For a demonstration how professionals operate when they want to undermine a democracy, see the Washington Post today:
… new political groups have sprouted like mushrooms in the final weeks of the 2010 campaign, dumping tens of millions of dollars into House and Senate races and, in many cases, avoiding the need to tell voters who is funding their activities.
The frenzy is possible largely because of federal rulings making it easier and more advantageous to set up “super PACs” […] with no limits on fundraising or spending. More than three dozen super PACs and other political groups began spending money for the first time within the past ten days, according to a Washington Post analysis of FEC records.

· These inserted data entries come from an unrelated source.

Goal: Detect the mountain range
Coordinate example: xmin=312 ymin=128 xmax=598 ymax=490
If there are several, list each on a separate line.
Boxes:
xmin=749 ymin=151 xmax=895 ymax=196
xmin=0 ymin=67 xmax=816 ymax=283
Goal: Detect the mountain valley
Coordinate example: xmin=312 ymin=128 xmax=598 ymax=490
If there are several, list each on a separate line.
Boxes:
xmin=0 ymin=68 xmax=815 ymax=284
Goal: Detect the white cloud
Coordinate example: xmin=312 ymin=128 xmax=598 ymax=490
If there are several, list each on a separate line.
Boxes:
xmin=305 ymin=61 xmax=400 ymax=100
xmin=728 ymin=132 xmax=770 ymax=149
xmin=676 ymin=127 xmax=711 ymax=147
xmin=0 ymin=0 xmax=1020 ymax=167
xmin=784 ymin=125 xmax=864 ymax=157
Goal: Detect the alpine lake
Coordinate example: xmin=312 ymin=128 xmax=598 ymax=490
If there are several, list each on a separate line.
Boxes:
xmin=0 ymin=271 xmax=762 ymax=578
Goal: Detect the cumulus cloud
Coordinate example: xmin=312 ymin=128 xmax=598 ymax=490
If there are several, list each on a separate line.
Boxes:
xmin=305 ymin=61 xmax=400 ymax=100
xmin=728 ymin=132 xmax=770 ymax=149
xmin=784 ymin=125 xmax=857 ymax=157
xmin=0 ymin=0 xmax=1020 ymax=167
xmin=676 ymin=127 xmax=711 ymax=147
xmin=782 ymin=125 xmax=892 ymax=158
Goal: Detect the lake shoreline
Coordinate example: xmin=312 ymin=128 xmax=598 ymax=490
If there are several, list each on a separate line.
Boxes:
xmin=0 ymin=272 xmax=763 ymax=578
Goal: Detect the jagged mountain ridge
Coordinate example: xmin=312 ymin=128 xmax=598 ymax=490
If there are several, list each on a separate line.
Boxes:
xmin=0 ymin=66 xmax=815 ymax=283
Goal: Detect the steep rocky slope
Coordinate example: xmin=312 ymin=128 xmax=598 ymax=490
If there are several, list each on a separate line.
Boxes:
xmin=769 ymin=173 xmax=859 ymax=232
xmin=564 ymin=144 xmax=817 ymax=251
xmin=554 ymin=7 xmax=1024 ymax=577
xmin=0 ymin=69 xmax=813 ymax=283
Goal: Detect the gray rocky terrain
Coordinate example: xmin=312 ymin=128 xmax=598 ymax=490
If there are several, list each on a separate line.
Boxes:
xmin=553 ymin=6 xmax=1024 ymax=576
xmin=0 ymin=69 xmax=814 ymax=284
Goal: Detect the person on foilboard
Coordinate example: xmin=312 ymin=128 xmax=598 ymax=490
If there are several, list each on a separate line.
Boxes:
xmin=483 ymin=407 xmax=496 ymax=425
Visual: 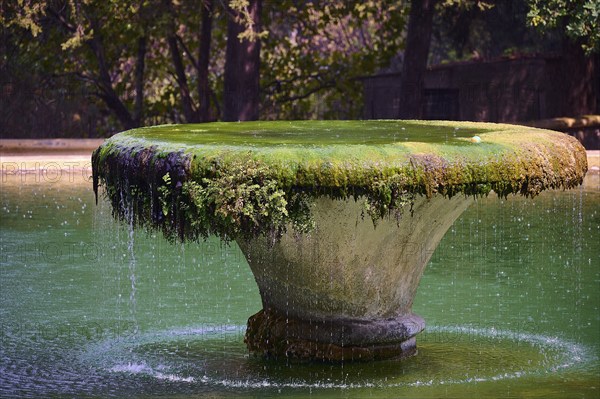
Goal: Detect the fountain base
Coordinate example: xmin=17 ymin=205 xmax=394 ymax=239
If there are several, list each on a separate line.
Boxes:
xmin=245 ymin=308 xmax=424 ymax=362
xmin=239 ymin=195 xmax=471 ymax=362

The surge underscores the outsized role played this year by independent interest groups, which are expected to spend as much $500 million on the midterms. Some political committees are so new they don’t have to reveal details about their backing until after the election; others operating as nonprofits will never have to disclose their donors.
The story by Dan Eggen is accompanied by a broader piece on the radical-right Supreme Court that has enthusiastically facilitated this situation:
Almost from the moment Chief Justice John G. Roberts Jr. joined the bench five years ago, the court’s conservatives have acted systematically on their deep skepticism of campaign spending restrictions. They repeatedly have questioned the ability of Congress to restrict the role of wealth and special interest involvement in elections without offending the First Amendment guarantee of unfettered political speech. . . .

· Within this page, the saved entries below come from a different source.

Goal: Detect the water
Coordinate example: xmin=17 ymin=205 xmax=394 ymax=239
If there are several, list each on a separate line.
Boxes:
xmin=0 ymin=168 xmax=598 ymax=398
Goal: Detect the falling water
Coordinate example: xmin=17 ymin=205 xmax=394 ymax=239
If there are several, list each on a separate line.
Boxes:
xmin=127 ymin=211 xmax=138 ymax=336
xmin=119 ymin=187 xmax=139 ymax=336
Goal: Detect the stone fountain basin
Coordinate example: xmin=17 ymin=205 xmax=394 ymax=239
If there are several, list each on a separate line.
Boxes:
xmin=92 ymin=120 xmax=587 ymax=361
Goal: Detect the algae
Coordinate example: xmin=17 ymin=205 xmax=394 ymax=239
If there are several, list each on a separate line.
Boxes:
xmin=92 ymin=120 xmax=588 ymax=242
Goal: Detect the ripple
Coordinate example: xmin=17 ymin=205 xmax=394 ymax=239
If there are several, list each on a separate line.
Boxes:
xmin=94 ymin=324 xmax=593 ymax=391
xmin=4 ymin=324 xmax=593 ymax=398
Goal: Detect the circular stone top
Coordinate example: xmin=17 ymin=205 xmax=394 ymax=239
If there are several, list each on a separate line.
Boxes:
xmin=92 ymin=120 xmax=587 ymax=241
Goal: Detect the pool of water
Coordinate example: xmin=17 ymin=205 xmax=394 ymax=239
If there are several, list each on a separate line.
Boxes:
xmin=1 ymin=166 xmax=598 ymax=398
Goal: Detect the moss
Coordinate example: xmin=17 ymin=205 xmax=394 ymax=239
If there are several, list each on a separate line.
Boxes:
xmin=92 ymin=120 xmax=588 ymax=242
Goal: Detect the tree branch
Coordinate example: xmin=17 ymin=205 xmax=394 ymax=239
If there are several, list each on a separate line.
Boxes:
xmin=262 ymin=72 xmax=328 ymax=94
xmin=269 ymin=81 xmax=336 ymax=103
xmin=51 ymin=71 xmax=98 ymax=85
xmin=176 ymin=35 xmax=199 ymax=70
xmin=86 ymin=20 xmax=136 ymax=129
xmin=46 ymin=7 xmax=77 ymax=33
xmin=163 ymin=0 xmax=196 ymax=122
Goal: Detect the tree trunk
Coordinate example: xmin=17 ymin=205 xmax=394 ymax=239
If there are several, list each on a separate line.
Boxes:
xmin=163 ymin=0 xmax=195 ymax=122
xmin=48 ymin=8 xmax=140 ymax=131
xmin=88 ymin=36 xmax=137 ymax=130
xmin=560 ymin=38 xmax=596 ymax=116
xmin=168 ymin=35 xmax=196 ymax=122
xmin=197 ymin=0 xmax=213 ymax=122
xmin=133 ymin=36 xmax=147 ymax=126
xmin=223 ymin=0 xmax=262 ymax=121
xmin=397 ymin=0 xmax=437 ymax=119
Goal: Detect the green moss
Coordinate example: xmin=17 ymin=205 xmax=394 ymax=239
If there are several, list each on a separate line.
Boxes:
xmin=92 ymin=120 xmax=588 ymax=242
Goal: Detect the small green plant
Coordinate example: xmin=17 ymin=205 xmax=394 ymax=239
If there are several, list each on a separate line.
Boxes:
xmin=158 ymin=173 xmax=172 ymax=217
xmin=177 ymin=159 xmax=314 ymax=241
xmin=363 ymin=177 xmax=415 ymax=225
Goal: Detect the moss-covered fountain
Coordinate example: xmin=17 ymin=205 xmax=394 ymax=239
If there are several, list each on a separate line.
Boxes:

. . . [Trevor] Potter, now president of the Campaign Legal Center, which supports campaign finance reform [said,]“Citizens United put a Supreme Court good-housekeeping-seal-of-approval on corporations being allowed in elections.”
. . . “While American democracy is imperfect,” [dissenting Justice John Paul] Stevens wrote in his 90-page opinion, “few outside the majority of this court would have thought its flaws included a dearth of corporate money in politics.”
Justice Anthony M. Kennedy wrote the majority opinion, but colleague Antonin Scalia took up his pen to specifically answer Stevens.
“To exclude or impede corporate speech is to muzzle the principal agents of the modern free economy,” he wrote. “We should celebrate rather than condemn the addition of this speech to the public debate.“
I’ll bet you never knew that the Founding Fathers wrote the Constitution and the Declaration of Independence to enshrine the dominance of “the principal agents of the modern free economy,” rather than that silly nonsense about all men being created equal.
I’m sure, though, that future history books will correct this oversight. Just as soon as education is privatized, just like our elections have been.